In traditional decision theory as proposed by bayesians such as Jaynes, you always condition on all observed data. The thing that tells you whether any of this observed data is actually relevant is your model, and it does this by outputting a joint probability distribution for your situation conditional on all that data. (What I mean by “model” here is expressed in the language of probability as a prior joint distribution
P(your situation × dataset | model)
, or equivalently a conditional distributionP(your situation | dataset, model)
if you don’t care about computing the prior probabilities of your data.)Option 2 is what I call “blindly importing related historical data as if it was a true description of your situation”. Clearly any model that says that the joint probability for your situation is identically equal to the empirical frequencies in any random data set is wrong.
The point is, it’s not about figuring stuff out from English names. It’s about having a model that correctly generalises from observed data to predictions. Unlabeled columns in a matrix are no trouble at all if your model relates them to the nodes in your personal situation in the right way.
The CDT solution of turning the problem into a causal graph and calculating probabilities with
do(·)
is effectively just such a model, that admittedly happens to be an elegant and convenient one. Here the information that allows you to generalise from observed data to make personal predictions is introduced when you use your human intelligence to figure out a causal graph for the situation.Still, none of this addresses the issue that the problem itself is underspecified.

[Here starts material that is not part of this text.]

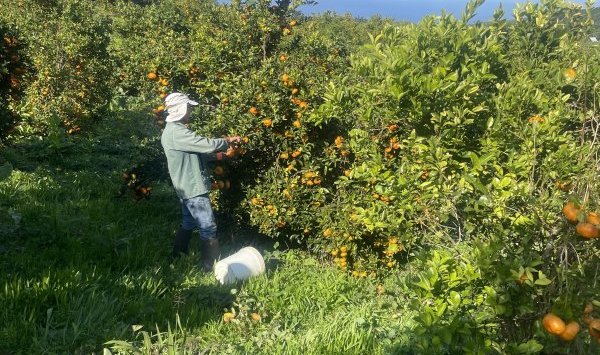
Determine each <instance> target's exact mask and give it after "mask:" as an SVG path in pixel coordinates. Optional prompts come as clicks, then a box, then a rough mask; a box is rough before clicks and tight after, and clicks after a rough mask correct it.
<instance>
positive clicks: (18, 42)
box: [0, 25, 27, 140]
mask: <svg viewBox="0 0 600 355" xmlns="http://www.w3.org/2000/svg"><path fill="white" fill-rule="evenodd" d="M0 38H1V39H2V43H0V140H4V138H6V136H7V135H8V134H9V133H10V132H11V130H12V129H13V128H14V126H15V125H16V124H17V123H18V116H17V114H16V112H15V104H16V102H18V100H19V97H20V94H21V92H22V87H21V82H22V80H23V74H25V72H26V70H27V69H26V68H27V64H26V61H25V59H24V57H23V44H22V43H21V41H20V39H19V38H18V36H17V35H16V33H15V31H14V30H10V29H9V27H8V26H6V25H0Z"/></svg>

ETA: Lest you think I’ve just said that CDT is better than EDT, the point I’m trying to make here is that if you want a decision theory to generalise from data, you need to provide a model. “Your situation has the same probabilities as a causal intervention on this causal graph on that dataset, where nodes {A, B, C, …} match up to nodes {X, Y, Z, …}” is as good a model as any, and can certainly be used in EDT. The fact that EDT doesn’t come “model included” is a feature, not a bug.
Agreed that this is a bad idea. I think where we disagree is that I don’t see EDT as discouraging this. It doesn’t even throw a type error when you give it blindly imported related historical data! CDT encourages you to actually think about causality before making any decisions.
Note that decision theory does actually serve a slightly different role from a general prediction module, because it should be built specifically for counterfactual reasoning. The five-and-ten argument seems to be an example of this: if while observing another agent, you see them choose $5 over $10, it could be reasonable to update towards them preferring $5 to $10. If considering the hypothetical situation where you choose $5 instead of $10, it does not make sense to update towards yourself preferring $5 to $10, or to draw whatever conclusion you like by the principle of explosion.
Given that you can emulate one system using the other, I think that elegance and convenience are the criteria we should use to choose between them. Note that emulating a joint probability without causal knowledge using a causal network is trivial- you just use undirected edges for any correlations- but emulating a causal network using a joint probability is difficult.
Precisely.
Imagine, instead of the smoking lesion, a “death paradox lesion”, Statistical analysis has shown that this lesion is associated with early death, and also that it is correlated with the ability of the agent to make correct logical decisions.
Assume you don’t want an early death. Should you conclude that you have a death paradox lesion?
There’s also the scenarion involving the EDT paradox lesion. This lesion is 1) correlated with early death, and 2) correlated with people’s use of EDT in the same way that the smoking lesion is correlated with smoking. What do you conclude and why?
I don’t understand most of your position on EDT/CDT, but I especially don’t understand how
follows from the previous sentence.
I also thought P(A|A)=1 followed from the axioms of probability.